Todos nós temos as mesmas 24 horas. Essa frase geralmente se apresenta em discursos motivacionais, apontando como único fator de mudança de vida a vontade própria. É aquele conselho automático diante de qualquer reclamação. Não estou satisfeita com meu corpo? Basta acordar mais cedo e correr. Meu trabalho não me satisfaz? Tenha coragem e faça o que você ama, se jogue. Empodere-se. Faça a correta gestão do seu tempo. Aprenda a administrar o seu.
Pois é, o tempo, em si, sem critérios diferentes, não é exclusivo de Maria ou Roberta. No entanto, Maria, mãe solo, com 3 filhos para criar, possui uma realidade bem diferente de Roberta, mãe de pet, que, no intervalo do seu home-office, dá um pulinho na praia para… espairecer.

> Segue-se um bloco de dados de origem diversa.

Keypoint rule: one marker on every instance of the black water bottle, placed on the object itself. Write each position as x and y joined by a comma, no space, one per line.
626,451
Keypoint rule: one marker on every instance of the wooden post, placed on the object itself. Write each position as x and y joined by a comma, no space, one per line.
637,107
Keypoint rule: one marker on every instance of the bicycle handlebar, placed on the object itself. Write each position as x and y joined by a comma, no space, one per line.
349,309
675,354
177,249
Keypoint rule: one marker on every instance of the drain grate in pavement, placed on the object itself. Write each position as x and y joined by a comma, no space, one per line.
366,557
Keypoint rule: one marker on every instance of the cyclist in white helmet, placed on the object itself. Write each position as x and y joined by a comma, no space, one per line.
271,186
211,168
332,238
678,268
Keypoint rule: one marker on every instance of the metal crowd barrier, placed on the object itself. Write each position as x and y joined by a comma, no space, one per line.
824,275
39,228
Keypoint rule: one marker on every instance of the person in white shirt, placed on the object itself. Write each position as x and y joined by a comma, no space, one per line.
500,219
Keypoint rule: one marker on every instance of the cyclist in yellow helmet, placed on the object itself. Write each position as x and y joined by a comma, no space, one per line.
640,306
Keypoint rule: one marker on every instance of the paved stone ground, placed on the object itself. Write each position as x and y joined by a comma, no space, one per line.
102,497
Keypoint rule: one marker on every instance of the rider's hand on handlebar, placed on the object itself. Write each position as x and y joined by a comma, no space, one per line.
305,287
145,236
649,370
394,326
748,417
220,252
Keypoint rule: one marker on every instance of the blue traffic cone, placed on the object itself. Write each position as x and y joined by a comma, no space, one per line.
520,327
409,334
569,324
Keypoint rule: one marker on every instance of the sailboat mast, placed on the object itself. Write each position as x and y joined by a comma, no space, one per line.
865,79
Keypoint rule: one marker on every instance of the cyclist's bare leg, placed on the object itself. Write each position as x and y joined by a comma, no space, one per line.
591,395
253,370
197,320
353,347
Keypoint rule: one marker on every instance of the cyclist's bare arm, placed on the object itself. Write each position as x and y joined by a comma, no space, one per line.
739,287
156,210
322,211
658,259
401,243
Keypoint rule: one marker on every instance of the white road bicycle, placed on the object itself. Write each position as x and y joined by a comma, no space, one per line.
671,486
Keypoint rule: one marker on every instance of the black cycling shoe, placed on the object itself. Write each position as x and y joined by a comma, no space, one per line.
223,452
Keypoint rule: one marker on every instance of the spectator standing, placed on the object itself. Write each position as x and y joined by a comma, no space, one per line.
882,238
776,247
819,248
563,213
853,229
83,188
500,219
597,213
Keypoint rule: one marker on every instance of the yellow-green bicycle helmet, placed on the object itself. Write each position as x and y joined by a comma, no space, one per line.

Cada ser humano é uma realidade complexa e individual. Enquanto alguns, após um boa noite de sono, fazem pela manhã a sua crepioca com queijo Minas orgânico, acompanhada de uma bebida proteica, outros despertam às 5 horas para pegar o ônibus e chegar a tempo no trabalho. A primeira refeição é só no almoço. No retorno, mais algumas horas de trânsito até voltar para casa e cumprir outros afazeres, tais quais lavar a louça, estender a roupa, passar camisas, varrer a casa, preparar refeições.
Alguns reservam os fins de semana para organizar a vida. Outros, na escala 6×1, precisam correr contra o tempo para, em um único dia, organizar as tarefas básicas do cotidiano.
A inserção das mulheres no trabalho, conquistando espaço em distintas áreas profissionais, não veio acompanhada de uma divisão justa dos papéis atribuídos ao homem e à mulher no ambiente doméstico: jornada dupla, cuidado com a família, a criação dos filhos e a gestão de uma casa (no cenário mais comum, ela faz quase tudo sozinha). Ah! Sem remuneração, é claro.
Independentemente da realidade social – apesar de algumas distinções –, a sociedade ainda impõe, por pressão cultural, os afazeres de casa como encargo feminino, o que, naturalmente, leva à exaustão física e emocional. Além disso, institui-se padrão de beleza feminino, no qual é necessário investir tempo e dinheiro nos campos saúde e estética. A conta não fecha.
“As mesmas 24 horas para todos” não entende muito bem a inflação do preço dos alimentos, a maternidade, o deslocamento para o trabalho e, até mesmo, o universo psicológico individual de cada um.
Em muitos casos, não é preguiça. É exaustão. É depressão. É violência psicológica. É a ausência de estado social forte, apto a suprir necessidades básicas de um ser humano.
É claro que justificativa de falta de tempo é conveniente em outras ocasiões. Por isso, mais fácil atribuir a fatores externos aquele “não estou a fim de mudar, me deixa reclamar só um pouquinho”. Cada caso é um caso.
Seja como for, ninguém melhor do que a própria pessoa para saber como se dividem as suas 24 horas. E, antes de quaisquer deduções, use o sapato do outro para entender a rijeza do seu percurso.